Zimbabwe's prime minister Morgan Tsvangirai has called the country's presidential election a "huge farce" which was "null and void".

"It's a sham election that does not reflect the will of the people," said Tsvangirai.

According to the BBC, an election observer group has claimed 'up to a million people' have been prevented from voting in the national election.

Zimbabwe Election Support Network (ZESN) said that the election had been "seriously compromised" by irregularities, including eligible voters not included on the electoral roll and therefore barred from casting a vote.

However, an unamed source from Mugabe's Zanu PF party has claimed victory, according to Reuters in Africa "We've taken this election.

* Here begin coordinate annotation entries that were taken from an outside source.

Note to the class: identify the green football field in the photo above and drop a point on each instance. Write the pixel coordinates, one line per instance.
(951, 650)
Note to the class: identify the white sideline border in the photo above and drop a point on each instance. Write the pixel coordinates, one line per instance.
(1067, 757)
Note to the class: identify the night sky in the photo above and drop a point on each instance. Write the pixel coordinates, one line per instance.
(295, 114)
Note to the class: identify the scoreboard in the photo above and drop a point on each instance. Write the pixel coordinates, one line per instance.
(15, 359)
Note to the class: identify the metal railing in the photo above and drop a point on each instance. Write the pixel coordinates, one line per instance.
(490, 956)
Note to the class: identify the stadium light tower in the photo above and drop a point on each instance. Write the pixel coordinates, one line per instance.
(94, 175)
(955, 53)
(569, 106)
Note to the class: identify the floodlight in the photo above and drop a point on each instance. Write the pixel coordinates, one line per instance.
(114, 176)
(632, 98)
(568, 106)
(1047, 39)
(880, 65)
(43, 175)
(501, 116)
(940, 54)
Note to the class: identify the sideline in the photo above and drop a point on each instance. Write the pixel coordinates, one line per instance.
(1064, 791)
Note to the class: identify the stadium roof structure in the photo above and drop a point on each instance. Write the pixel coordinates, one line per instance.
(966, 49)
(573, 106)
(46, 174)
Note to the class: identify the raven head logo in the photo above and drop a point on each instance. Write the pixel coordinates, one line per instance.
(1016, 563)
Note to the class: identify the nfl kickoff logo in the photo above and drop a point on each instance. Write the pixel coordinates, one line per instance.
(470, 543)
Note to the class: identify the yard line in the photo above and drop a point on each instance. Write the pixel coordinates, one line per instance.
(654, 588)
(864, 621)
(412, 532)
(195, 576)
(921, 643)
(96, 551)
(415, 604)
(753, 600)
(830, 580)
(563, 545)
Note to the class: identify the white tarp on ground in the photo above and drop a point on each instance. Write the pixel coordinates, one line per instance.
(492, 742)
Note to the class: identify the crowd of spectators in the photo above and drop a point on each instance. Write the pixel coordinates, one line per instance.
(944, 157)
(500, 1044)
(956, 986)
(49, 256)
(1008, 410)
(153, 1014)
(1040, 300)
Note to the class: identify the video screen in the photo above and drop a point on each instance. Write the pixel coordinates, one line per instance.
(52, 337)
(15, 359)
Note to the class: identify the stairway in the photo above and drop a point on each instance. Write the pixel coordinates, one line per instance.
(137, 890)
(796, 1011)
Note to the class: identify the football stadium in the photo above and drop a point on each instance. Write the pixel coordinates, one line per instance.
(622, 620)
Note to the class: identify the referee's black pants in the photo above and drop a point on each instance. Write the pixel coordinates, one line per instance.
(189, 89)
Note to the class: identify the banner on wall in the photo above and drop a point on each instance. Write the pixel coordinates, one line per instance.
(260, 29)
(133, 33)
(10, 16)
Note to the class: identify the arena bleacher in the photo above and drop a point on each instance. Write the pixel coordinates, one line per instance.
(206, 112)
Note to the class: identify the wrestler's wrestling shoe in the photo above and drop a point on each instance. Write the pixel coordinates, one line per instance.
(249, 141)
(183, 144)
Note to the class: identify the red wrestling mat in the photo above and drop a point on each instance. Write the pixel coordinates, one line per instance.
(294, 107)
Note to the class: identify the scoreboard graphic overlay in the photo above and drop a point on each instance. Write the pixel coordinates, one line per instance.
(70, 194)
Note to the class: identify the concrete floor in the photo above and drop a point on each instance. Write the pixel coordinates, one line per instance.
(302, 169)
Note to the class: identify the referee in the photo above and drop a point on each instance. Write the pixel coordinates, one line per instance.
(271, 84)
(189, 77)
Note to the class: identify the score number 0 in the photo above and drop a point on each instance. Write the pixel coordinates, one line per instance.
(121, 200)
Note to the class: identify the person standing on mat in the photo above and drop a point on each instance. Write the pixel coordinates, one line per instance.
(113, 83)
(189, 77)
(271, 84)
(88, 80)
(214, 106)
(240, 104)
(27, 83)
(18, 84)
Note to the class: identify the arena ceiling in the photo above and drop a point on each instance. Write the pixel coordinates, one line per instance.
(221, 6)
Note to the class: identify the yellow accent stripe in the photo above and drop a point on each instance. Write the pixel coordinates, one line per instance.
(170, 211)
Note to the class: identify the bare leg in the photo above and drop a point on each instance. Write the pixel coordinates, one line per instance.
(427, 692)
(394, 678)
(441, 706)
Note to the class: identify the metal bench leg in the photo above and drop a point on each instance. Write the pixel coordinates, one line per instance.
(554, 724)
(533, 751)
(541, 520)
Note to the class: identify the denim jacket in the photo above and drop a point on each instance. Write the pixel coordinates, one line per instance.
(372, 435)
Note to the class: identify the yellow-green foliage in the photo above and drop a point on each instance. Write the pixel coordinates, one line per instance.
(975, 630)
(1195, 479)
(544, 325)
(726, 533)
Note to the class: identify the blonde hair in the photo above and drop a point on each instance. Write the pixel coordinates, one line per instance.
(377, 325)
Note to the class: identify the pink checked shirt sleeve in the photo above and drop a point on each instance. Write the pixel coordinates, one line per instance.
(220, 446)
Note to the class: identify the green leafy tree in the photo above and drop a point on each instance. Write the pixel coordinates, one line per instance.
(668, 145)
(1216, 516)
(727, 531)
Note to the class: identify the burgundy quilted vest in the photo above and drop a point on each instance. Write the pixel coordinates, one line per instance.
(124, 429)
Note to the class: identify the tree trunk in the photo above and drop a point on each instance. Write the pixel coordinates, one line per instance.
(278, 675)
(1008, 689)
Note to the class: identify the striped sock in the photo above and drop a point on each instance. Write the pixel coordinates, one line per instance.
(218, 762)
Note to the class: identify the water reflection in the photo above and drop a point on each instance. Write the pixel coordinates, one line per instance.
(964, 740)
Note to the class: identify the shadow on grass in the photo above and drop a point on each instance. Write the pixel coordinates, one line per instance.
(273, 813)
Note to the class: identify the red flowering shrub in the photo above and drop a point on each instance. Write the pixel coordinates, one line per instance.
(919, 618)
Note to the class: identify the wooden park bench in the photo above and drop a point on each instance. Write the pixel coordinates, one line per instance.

We've buried the MDC. We never had any doubt that we were going to win."

President Robert Mugabe, 89, in power since 1980, vowed this week that he would quit if he lost the election. However, problems were spotted with electoral records earlier this week .

"The voters' roll in itself is in total shambles. We've got a good number of duplicate names," said a spokesman for Tsvangirai's Movement for Democratic Change.

According to Sky News correspondent Emma Hurd "all independent observers seem to agree on is that there will have been some element of rigging in the process."

Mugabe's supporters were vocal. "Robert Mugabe is the only person who can stand for us," voter and electrician Kelvin Mudzing told The Guardian at the polling booths in Harare.

"We're the younger generation and we need someone with the sense of where we're coming from. We should keep him as long as he's willing to serve."

"There are a whole raft of issues that make it very difficult to believe the people of Zimbabwe freely expressed their choices," Tiseke Kasambala of Human Rights Watch told The Daily Telegraph.